Música, senhores! O que seria de minha alma sem essa entidade, essa coisa viva que se manifesta pelo ar, força que ignora os olhos, instrumentos rudimentares, ignorantes e mesquinhos, e que faz vibrar as partículas e o vento, e nos levam para dimensões mais elevadas do espírito? O mundo seria preto e branco em essência. Monocromático, quadrado, frio, metálico. És tu música, que faz a terra dançar, um rodopio de bailarina a milhares de quilômetros por hora. O milagre da música se revela como bem primordial. A música está dentro de nós. Não precisamos do ouvido para ouvi-la, podemos tocá-la dentro de nós através de nossa mente e nosso coração, que pulsa dando o compasso de nossa existência, de nossos destinos, de nossa missão. Me surge de dentro o Bolero de Ravel, uma singela expressão de vida e existência, de despertar, gerada por dezenas de instrumentos feitos de metal, madeira, couro e cordas, que vibram, pulsam e reverberam, multiplicando notas e operando o milagre fascinante de serem fontes de energia divina, sendo em sua existência unicamente coisa morta. A música tocada é a vida renascendo do não-vivo. São asas surgindo de uma pedra, cânticos saídos de uma caixa de madeira, emoções reproduzidas no ritmar de tambores, cordas, metais. Como é bom saber que você existe, música. Não me sinto cego, me sinto abençoado por perceber o valor dessa dádiva tão comum a todos, e tão normal que é consumida como o ar que se respira. Descobri que és também ar, música, e sem você o mundo se sufocaria rapidamente num fim de movimento mórbido e estéril.
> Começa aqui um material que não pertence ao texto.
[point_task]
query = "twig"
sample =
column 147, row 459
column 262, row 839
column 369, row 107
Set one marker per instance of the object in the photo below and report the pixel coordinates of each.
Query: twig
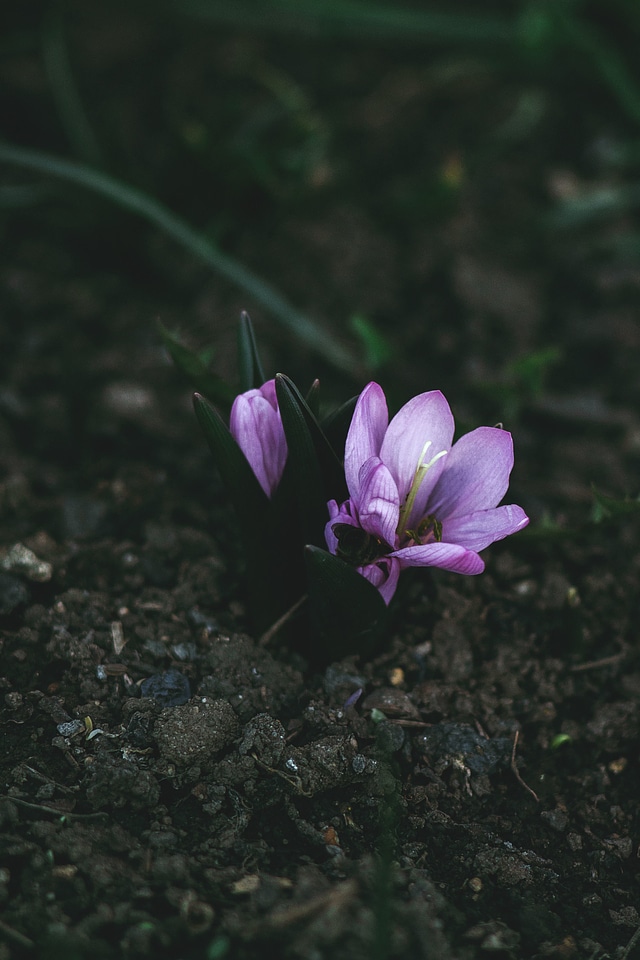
column 66, row 814
column 515, row 770
column 300, row 911
column 596, row 664
column 16, row 936
column 274, row 628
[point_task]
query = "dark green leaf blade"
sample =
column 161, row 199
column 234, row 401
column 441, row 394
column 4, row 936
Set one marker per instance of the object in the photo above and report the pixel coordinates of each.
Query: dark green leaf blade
column 347, row 613
column 194, row 370
column 241, row 484
column 315, row 472
column 252, row 375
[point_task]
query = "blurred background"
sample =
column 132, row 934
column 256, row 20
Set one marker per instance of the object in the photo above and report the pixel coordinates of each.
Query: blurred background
column 438, row 194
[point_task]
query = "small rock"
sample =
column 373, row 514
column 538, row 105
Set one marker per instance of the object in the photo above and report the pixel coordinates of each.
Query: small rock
column 194, row 732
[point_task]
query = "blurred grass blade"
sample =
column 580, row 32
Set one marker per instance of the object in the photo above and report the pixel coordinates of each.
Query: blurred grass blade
column 605, row 58
column 136, row 201
column 305, row 429
column 346, row 611
column 357, row 19
column 64, row 90
column 377, row 349
column 251, row 373
column 335, row 426
column 610, row 508
column 195, row 371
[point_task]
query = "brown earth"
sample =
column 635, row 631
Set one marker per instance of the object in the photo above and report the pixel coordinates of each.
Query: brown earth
column 171, row 787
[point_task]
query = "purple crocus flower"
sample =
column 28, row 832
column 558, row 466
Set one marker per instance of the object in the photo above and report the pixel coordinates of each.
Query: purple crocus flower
column 256, row 426
column 416, row 500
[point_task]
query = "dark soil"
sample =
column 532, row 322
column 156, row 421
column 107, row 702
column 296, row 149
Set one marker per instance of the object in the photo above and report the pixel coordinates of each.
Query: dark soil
column 173, row 787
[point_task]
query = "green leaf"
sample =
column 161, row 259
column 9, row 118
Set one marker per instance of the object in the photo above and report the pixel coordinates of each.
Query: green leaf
column 347, row 613
column 313, row 398
column 269, row 585
column 251, row 373
column 194, row 369
column 609, row 508
column 377, row 349
column 241, row 483
column 315, row 471
column 335, row 426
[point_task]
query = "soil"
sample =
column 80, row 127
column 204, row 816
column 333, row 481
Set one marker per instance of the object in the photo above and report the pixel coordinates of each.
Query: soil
column 172, row 786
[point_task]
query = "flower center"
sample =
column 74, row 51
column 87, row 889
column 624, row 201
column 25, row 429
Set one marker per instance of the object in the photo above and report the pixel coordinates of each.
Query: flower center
column 428, row 530
column 421, row 471
column 356, row 546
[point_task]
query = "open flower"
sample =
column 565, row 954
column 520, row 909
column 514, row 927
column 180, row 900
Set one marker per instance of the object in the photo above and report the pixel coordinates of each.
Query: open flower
column 256, row 426
column 416, row 500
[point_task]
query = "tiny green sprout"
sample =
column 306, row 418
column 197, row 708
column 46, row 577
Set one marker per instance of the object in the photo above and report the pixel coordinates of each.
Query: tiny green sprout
column 559, row 740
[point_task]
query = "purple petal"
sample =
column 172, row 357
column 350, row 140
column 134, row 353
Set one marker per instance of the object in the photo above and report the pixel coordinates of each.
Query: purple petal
column 475, row 531
column 378, row 506
column 366, row 432
column 338, row 514
column 426, row 417
column 257, row 428
column 447, row 556
column 384, row 576
column 475, row 474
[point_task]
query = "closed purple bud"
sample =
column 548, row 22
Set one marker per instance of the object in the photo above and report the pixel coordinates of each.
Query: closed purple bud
column 256, row 426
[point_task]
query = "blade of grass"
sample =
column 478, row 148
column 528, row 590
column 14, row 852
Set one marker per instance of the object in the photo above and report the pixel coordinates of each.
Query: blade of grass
column 351, row 18
column 71, row 111
column 136, row 201
column 605, row 59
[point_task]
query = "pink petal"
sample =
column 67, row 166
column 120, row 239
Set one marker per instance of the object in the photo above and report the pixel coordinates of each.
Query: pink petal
column 384, row 576
column 426, row 417
column 378, row 504
column 257, row 429
column 368, row 425
column 475, row 475
column 475, row 531
column 447, row 556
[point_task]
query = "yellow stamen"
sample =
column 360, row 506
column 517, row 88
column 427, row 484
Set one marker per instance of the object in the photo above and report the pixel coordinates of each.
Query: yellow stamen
column 420, row 474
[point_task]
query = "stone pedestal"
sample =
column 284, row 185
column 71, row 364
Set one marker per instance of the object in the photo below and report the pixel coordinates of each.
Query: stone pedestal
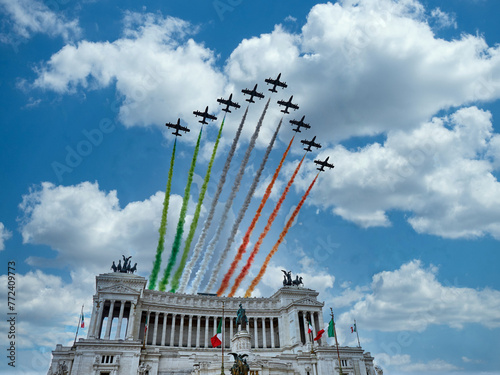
column 240, row 343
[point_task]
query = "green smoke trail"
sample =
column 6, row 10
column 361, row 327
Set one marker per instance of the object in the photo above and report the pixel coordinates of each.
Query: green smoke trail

De repente um estalo forte, como um tiro. Me assusto, pelo visto o tiro eu fui o único que ouvi, pois ele ocorreu dentro da minha cabeça, de dentro pra fora, mais precisamente na parte esquerda da cabeça. Meu ouvido desentope e tudo volta a fazer sentido. As cores se encontram, a sinfonia da vida se reinicia. Acordado, desperto do pesadelo vivido naquela manhã cinzenta que agora se mostra colorida e vibrante. Agradeço à lição aprendida hoje e vou pacientemente esperar o otorrino para tirar a cera que ameaça me cegar para um dos maiores privilégios que se tem em vida.